Transferable Hourly Ozone Forecasting with Transformers
Abstract. We investigate the suitability of a transformer-based approach for air-quality forecasting, focusing on 4-day ahead hourly predictions of surface ozone (O3). The study employs Google’s Temporal Fusion Transformer (TFT) to integrate meteorological predictors, historical pollutant observations, and static station metadata, using an open source implementation with minimal domain-specific preprocessing. The analysis addresses two questions: (1) how efficiently a transformer model can be deployed for regional air quality forecasting, and (2) how well the learned representations transfer across geophysically distinct regions.
Model performance is evaluated against state-of-the-art regional chemical transport model Copernicus Atmosphere Monitoring Service (CAMS) ensemble forecast using observations from Germany. The TFT consistently achieves lower bias and higher forecast skill across all lead times. Suburban monitoring sites exhibit the highest skill relative to CAMS based on RMSE and SMAPE-based metrics. Urban stations show moderate skill against CAMS baseline, while rural stations have reduced skill in comparison but remain positive across the full 96 h forecast, with the strongest improvements observed at shorter lead times. Post–day-1 results indicate a clear separation of performance by station type; suggesting increasing performance stratification by station type beyond day 1, with larger relative gains at urban and suburban sites and smaller but consistently positive skill at rural locations.

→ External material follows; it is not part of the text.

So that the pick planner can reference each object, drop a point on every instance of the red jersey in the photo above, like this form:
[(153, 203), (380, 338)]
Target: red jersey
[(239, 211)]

Geographic transferability is assessed by adapting a model trained over Germany to South Korea by retraining region-specific metadata embeddings while preserving learned temporal representations. Forecast errors increase by only 5–10 %, indicating that the model captures meteorological drivers of O3 variability that generalize across contrasting anthropogenic and climatic regimes. Ablation experiments further demonstrate the robustness of the chosen experimental configuration for both forecasting performance and cross region transferability.